Em oração de posse, o novo ministro da Justiça e Segurança Pública, Ricardo Lewandowski, citou a infiltração do transgressão organizado em órgãos públicos porquê um dos principais desafios da atual verdade brasileira. Ele acrescentou ainda que, para combater as facções criminosas, é preciso perceptibilidade na identificação de líderes e bloquear movimentações financeiras e patrimoniais.
“Tal porquê ocorre em outras nações, o transgressão organizado começa a se infiltrar em órgãos públicos, principalmente naqueles ligados à segurança e a multiplicar empresas de frontaria para branquear recursos obtidos de forma ilícita”, afirmou Lewandowski.
O novo ministro defendeu também uma federação com estados e municípios, que detêm a responsabilidade primária pela segurança pública, para combater a criminalidade.

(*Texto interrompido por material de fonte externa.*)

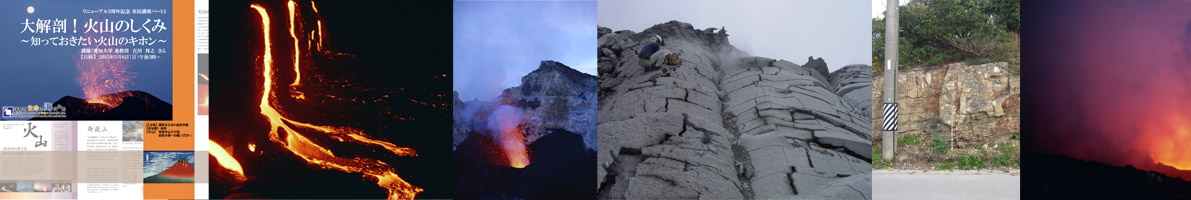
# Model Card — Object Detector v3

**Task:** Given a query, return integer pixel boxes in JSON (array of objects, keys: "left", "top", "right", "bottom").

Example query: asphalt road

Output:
[{"left": 873, "top": 170, "right": 1020, "bottom": 200}]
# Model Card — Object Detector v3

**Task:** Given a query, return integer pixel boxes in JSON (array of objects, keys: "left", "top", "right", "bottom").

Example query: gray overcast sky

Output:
[
  {"left": 454, "top": 1, "right": 596, "bottom": 101},
  {"left": 599, "top": 0, "right": 870, "bottom": 71},
  {"left": 871, "top": 0, "right": 910, "bottom": 18}
]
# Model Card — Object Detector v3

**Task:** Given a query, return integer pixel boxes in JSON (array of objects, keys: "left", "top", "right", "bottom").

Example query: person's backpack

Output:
[{"left": 664, "top": 53, "right": 681, "bottom": 66}]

“É preciso superar a fragmentação federativa e estabelecer um esforço vernáculo conjunto para neutralizar as lideranças das organizações criminosas e confiscar os seus ativos, porque elas não podem sobreviver sem recursos para custear os seus soldados e as suas operações”, observou o ministro.
No oração, o ministro destacou ainda a preço das políticas públicas sociais para o combate à violência e à criminalidade. Lewandowski argumentou também que “é obrigação” do Ministério “dar totalidade atenção à segurança pública, que, ao lado da saúde, é hoje uma das maiores preocupações da cidadania”.
“Por isso, é escusado proferir que o combate à criminalidade e à violência, para ter sucesso, precisa ir além de uma permanente enérgica repressão policial, demandando a realização de políticas públicas que permitam superar esse verdadeiro apartheid social que continua segregando boa segmento da população brasileira”, acrescentou.